Secoo Holding Ltd
- Company type: Public
- Website type: E-commerce
- Available in: Chinese, English
- Traded as: Nasdaq: SECO (American depository receipts)
- Founded: 2008
- Headquarters: Beijing, China
- Area served: Worldwide
- Founder: Richard Rixue Li
- Key people: Richard Rixue Li; (Chairman and CEO); Federica Marchionni; (Chief Strategy Officer and International CEO);
- Industry: Internet, online retailing
- Revenue: CN¥5,387 million (US$783.6 million, 2018)
- Net income: CN¥151.83 million (US$22 million, 2018)
- Website: secoo.com
- Users: 27 million

= Secoo =

Chinese e-commerce platform

Secoo (寺库 (Siku)) is an online to offline e-commerce platform and the largest online luxury retailer in China.

==History==
Secoo was launched as Secoo Jimai in 2008, by Richard Rixue Li. Secoo started out with second-hand luxury as its main product. The company hired a staff of jewellery and luxury goods appraisers to verify their products were genuine. By 2011, Li had 10 small shops in the provinces and opened his first flagship "Secoo" store in Beijing. In January 2011, Secoo website was launched.

On July 19, 2011, Secoo received a $10 million investment from IDG Capital. In April 2012, Secoo closed a series B round of funding, raising $30 million from IDG Capital Partners, Yintai Investments and Bertelsmann Asia Investments. In August 2013, the company raised more than $30 million in a Series C funding led by Vangoo Capital Partners, with IDG Capital Partners, Ventech Capital and Crehol Capital participating.

Secoo's mobile app was launched in December 2013. In 2013, the company had shops in Beijing, Shanghai, Chengdu and Hong Kong. By 2014, Secoo became China's largest website for individuals buying and selling their luxury goods. In July 2014, the company raised $100 million in a Series D round of funding from the existing investors and China Media Capital, Ventech China, Crehol Meaningful Capital and Vangoo Investment Partners. In July 2015, the firm completed a $55 million Series E round of funding, led by Ping An Ventures, the venture investment arm of Ping An Insurance. Secoo incorporated representatives companies in the United States (2014) and in Italy (2015). In September 2015, during China Fashion Week, the firm presented its "Fashion+" vision that aimed to open China's market to European fashion designers. In 2016, Secoo opened its first shop in Johor Bahru, Malaysia.
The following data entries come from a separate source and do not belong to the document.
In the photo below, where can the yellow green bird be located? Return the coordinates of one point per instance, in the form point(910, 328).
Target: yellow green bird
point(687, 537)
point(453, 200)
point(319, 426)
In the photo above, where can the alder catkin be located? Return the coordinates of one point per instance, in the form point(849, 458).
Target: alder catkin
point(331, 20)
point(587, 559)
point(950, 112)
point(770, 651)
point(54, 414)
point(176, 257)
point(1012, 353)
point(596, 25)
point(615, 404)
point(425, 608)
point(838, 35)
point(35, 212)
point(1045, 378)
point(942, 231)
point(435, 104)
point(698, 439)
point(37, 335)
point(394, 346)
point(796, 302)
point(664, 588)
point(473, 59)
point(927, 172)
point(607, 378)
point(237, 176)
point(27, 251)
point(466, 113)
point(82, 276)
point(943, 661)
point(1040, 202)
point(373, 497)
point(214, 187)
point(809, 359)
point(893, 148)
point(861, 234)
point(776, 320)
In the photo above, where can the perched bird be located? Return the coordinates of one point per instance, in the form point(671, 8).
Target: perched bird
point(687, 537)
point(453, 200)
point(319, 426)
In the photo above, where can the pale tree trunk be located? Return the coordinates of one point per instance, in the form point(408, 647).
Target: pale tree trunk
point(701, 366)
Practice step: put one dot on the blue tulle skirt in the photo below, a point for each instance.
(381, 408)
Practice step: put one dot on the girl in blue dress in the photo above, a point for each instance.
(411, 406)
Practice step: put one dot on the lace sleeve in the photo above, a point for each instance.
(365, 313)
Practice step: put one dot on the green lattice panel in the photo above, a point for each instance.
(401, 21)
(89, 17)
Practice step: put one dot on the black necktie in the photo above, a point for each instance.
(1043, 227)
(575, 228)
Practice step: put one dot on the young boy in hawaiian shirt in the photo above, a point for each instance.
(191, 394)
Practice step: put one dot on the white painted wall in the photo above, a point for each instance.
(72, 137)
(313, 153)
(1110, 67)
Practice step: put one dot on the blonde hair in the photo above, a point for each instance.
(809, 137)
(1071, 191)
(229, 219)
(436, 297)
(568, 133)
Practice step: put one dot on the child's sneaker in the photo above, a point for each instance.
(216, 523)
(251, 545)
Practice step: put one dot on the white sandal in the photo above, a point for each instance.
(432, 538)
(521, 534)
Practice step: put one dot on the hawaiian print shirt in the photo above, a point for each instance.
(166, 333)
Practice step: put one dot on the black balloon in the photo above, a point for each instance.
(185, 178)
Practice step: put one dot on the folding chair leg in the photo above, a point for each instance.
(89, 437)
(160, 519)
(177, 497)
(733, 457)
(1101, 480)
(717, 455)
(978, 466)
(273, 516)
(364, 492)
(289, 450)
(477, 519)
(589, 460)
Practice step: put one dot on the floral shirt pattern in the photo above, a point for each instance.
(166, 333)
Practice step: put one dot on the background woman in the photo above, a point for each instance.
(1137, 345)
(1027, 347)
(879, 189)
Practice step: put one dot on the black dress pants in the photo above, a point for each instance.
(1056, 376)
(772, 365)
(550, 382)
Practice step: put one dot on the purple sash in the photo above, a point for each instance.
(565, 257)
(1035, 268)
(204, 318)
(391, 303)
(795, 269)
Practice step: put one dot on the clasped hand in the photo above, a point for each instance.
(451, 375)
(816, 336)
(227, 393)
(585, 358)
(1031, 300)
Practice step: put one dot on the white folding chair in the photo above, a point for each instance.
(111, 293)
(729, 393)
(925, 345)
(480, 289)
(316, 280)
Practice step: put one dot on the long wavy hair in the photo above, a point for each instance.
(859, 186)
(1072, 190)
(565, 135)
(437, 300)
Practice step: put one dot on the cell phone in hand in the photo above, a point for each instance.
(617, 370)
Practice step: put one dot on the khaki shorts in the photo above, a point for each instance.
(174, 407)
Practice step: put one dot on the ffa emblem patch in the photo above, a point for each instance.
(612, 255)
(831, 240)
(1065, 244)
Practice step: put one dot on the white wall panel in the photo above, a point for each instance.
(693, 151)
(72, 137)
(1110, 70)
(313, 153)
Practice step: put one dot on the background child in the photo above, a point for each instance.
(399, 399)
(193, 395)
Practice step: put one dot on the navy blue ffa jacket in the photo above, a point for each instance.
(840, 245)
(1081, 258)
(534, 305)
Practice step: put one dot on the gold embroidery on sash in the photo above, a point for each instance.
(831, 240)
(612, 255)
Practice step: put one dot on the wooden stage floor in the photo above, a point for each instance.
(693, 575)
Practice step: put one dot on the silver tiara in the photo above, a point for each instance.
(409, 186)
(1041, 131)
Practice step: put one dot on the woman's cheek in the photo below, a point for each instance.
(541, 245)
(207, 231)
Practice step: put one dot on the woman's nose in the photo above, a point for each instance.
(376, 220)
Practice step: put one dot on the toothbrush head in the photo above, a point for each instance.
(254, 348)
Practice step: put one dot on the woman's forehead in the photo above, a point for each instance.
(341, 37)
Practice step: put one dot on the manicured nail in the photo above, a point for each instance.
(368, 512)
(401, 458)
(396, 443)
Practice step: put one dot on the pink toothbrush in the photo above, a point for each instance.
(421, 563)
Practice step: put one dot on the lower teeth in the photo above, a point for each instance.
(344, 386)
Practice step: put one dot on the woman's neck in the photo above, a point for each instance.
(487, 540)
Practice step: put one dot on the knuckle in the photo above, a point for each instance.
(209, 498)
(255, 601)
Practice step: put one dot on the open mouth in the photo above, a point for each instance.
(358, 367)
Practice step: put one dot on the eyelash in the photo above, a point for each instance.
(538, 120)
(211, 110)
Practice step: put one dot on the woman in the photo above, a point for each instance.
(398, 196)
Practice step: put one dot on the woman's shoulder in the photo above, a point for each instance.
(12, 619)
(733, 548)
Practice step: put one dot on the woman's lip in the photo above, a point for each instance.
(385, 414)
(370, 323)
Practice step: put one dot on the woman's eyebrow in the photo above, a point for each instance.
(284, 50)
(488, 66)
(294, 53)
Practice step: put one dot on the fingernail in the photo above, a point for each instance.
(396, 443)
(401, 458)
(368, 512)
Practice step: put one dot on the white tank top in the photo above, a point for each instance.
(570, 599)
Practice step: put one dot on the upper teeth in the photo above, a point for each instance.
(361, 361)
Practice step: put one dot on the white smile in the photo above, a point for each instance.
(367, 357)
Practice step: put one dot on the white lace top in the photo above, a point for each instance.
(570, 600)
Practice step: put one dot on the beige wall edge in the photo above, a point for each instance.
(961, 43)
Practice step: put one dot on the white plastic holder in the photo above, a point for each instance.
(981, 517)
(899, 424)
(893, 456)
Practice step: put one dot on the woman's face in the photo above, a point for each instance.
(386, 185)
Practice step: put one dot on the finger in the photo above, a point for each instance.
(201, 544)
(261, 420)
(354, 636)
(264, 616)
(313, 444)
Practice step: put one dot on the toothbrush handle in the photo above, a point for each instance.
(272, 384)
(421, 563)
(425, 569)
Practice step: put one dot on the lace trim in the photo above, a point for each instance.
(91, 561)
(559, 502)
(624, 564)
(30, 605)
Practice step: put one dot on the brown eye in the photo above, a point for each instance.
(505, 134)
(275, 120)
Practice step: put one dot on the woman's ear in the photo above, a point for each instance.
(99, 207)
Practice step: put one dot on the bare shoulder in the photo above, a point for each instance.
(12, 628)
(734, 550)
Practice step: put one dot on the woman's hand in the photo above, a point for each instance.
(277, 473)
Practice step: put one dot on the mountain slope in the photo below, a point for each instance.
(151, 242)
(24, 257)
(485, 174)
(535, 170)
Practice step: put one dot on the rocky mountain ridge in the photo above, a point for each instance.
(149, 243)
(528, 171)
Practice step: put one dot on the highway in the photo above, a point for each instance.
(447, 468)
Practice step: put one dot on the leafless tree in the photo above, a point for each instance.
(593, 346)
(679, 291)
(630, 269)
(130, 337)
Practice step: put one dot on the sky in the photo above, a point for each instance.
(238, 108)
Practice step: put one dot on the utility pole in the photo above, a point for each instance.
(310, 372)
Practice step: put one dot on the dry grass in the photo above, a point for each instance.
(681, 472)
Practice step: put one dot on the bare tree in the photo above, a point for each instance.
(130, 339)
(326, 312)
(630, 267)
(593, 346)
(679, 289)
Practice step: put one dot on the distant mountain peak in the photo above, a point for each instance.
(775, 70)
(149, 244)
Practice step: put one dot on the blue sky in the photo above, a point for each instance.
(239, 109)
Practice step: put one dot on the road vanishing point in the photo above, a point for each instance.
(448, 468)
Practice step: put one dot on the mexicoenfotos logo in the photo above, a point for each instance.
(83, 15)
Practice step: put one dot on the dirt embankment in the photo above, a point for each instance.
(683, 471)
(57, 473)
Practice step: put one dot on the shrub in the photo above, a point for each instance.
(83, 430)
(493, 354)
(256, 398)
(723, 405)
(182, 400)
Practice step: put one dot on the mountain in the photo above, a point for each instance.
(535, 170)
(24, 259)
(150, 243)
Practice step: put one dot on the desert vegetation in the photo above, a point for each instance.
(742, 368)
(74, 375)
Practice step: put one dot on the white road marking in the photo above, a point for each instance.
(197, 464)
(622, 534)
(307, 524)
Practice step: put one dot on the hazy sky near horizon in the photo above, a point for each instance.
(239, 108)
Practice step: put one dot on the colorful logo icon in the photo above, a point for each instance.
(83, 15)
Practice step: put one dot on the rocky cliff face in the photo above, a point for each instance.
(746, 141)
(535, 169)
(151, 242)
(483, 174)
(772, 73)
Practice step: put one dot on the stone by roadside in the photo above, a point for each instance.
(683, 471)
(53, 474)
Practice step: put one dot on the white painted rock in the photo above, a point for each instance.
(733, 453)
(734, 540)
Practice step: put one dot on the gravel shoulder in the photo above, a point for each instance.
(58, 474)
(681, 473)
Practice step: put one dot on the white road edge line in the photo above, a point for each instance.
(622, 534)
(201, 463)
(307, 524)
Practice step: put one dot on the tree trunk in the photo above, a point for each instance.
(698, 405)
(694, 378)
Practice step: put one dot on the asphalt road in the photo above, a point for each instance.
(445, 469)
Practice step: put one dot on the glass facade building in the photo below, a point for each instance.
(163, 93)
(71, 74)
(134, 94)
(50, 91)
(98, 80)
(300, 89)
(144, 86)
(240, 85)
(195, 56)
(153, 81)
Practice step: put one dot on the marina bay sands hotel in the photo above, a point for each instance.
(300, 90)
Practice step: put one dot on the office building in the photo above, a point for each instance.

On September 22, 2017, Secoo began trading on the NASDAQ exchange, after launching its IPO and raising about $140 million.

==Collaborations==
In January 2018, Secoo signed a collaboration contract with Parkson Retail Group, a major Asian-based department store operator. In July, private equity firm L Catterton and JD.com, one of China's largest online retailers, announced they would invest $175 million in Secoo. JD.com aimed to become Secoo's domestic online retail partner, while L Catterton Asia, was set to provide industry expertise. Later in July 2018, the company appointed Federica Marchionni as its chief strategy officer and international CEO. In November 2018, Secoo was among other leading Chinese retailers which de-listed Dolce & Gabbana items, following the firms' controversial ads.

In November 2019, the firm established partnerships with the Italian fashion retailer Luisa Via Roma and Prada.

In June 2020, Qudian announced the purchase of $100 million-worth (or 28.9 percent) of Secoo's shares, making it the largest stockholder in the company.